Der nächste Film, ‚Synchronic‘ (2019) stellt Budget-technisch noch einmal einen erkennbaren Sprung dar. Auch wenn man vom Blockbuster noch meilenweit entfernt ist. Aber immerhin gewinnt man Anthony Mackie als Hauptdarsteller. Und der war als Falcon ja nun im einen oder anderen Blockbuster zu sehen. Und natürlich müssen Benson und Moorhead wieder alles anders als gewöhnlich machen. Und so ist ihr teuerster Film bislang der mit der B-Movie-haftesten Handlung bislang.

Und wo sind sie heute? Heute sind sie dort, wo viele junge Filmemacher landen. Im Disney MCU-Orbit. Sie sind an der ersten Staffel von ‚Moon Knight‘ beteiligt und werden auch an der zweiten Staffel ‚Loki‘ mitarbeiten. Vermutlich auf die Chance schielend einen der MCU Filme umsetzen zu können. Denn wenn man dort einen richtigen Blockbuster abliefert, kann man sich seine nächsten Projekte vermutlich aussuchen, ohne über Finanzierung nachdenken zu müssen. Vielleicht ist die MCU-Connection auch der Grund für Mackie in ‚Synchronic‘. Wer weiß.

Besprechen werde ich hier in den nächsten Wochen ‚Resolution‘, ‚The Endless‘ und ‚Synchronic‘. ‚Spring‘ habe ich schon vor Jahren besprochen. Würd ich heute zwar anders machen, aber ihn nochmal zu besprechen erscheint mir reichlich albern. Auslassen werde ich ihre Fernseharbeiten, neben dem MCU auch noch eine Folge ‚Twilight Zone‘, und ihren Beitrag zu ‚V/H/S: Viral‘. Letzterer ist bestimmt interessant, aber ich kann mit den V/H/S-Filmen einfach nix anfangen.

Horror-(Bilder-)Bücher für Halloween

Eine Woche noch bis Halloween. Das Fest selber könnte mir zwar kaum egaler sein, aber die gute Ausrede (als ob ich sie bräuchte) um Horrorfilme zu schauen, nehme ich gerne mit. Heute soll es aber nicht um Filme gehen, sondern um Bücher. Allerdings um Bücher, die durchaus visuell ansprechen. Eines zumindest hat auch direkte Verbindung zu Film.

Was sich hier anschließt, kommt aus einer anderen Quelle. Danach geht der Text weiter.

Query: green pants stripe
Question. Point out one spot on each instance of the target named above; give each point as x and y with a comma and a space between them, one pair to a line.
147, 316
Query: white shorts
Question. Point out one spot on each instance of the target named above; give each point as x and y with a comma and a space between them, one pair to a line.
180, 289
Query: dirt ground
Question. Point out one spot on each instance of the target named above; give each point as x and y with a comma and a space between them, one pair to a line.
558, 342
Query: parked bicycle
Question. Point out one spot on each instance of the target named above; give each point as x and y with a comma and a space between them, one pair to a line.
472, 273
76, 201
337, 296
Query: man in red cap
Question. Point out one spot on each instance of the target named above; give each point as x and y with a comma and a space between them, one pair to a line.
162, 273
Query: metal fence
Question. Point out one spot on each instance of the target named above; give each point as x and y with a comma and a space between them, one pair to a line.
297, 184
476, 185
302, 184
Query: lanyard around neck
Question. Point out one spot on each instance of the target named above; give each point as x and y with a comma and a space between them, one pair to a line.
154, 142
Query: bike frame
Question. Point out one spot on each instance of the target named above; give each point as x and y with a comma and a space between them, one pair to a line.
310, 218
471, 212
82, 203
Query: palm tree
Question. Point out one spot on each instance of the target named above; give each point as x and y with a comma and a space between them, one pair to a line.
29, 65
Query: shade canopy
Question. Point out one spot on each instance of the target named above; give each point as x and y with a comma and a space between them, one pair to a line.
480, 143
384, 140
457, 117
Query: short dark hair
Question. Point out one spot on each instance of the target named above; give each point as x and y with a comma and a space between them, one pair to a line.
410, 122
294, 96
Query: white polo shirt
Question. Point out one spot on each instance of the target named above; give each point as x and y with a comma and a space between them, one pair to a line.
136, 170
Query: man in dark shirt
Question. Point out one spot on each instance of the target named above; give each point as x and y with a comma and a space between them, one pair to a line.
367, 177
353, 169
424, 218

„The Art of the Horror Film Press Advert: Alraune to Alien, 1918-1979“ von Paul Sutton

Dieses Buch hat die Art von unhandlichem Titel, der sonst der Ermordung von Jesse James vorbehalten ist. Was es mitbringt ist aber doch recht interessant. Ich erinnere mich noch, als Kind gab es diese Doppelseite in der Zeitung, auf der das Programm aller umliegenden Kinos verzeichnet war. Dazu war sie gefüllt mit kleineren und größeren Anzeigen, die Filminteressierte auf laufende Filme aufmerksam machen wollten. In den letzten Jahrzehnten des Internets hat natürlich sowohl diese Seite (sofern es sie überhaupt noch gibt, was ich für die meisten Zeitungen bezweifle) als auch die Printwerbung für Filme den Großteil ihrer Bedeutung verloren. Über Filmplakate, ihre Bedeutung und den durchschnittlichen Rückschritt ihrer Qualität, wenn sie immer mehr nur noch zu Icons für Streamingdienste werden, ist viel geschrieben worden. Die Printwerbung für den Film hingegen ist einfach einen stillen, kaum beachteten Tod gestorben. Das fand Paul Sutton ganz zu Recht schade und hat daher hochqualitative Scans aus seiner umfangreichen Filmmagazinsammlung und allerlei Archiven zusammengestellt. Der vorliegende Band bildet die Zeit von 1918 bis 1979 ab. Britische Anzeigen bilden dabei, eben aufgrund von Suttons Herkunft, den Löwenanteil. Aber es kommen auch allerlei europäische Anzeigen vor, darunter erfreulich viele deutsche.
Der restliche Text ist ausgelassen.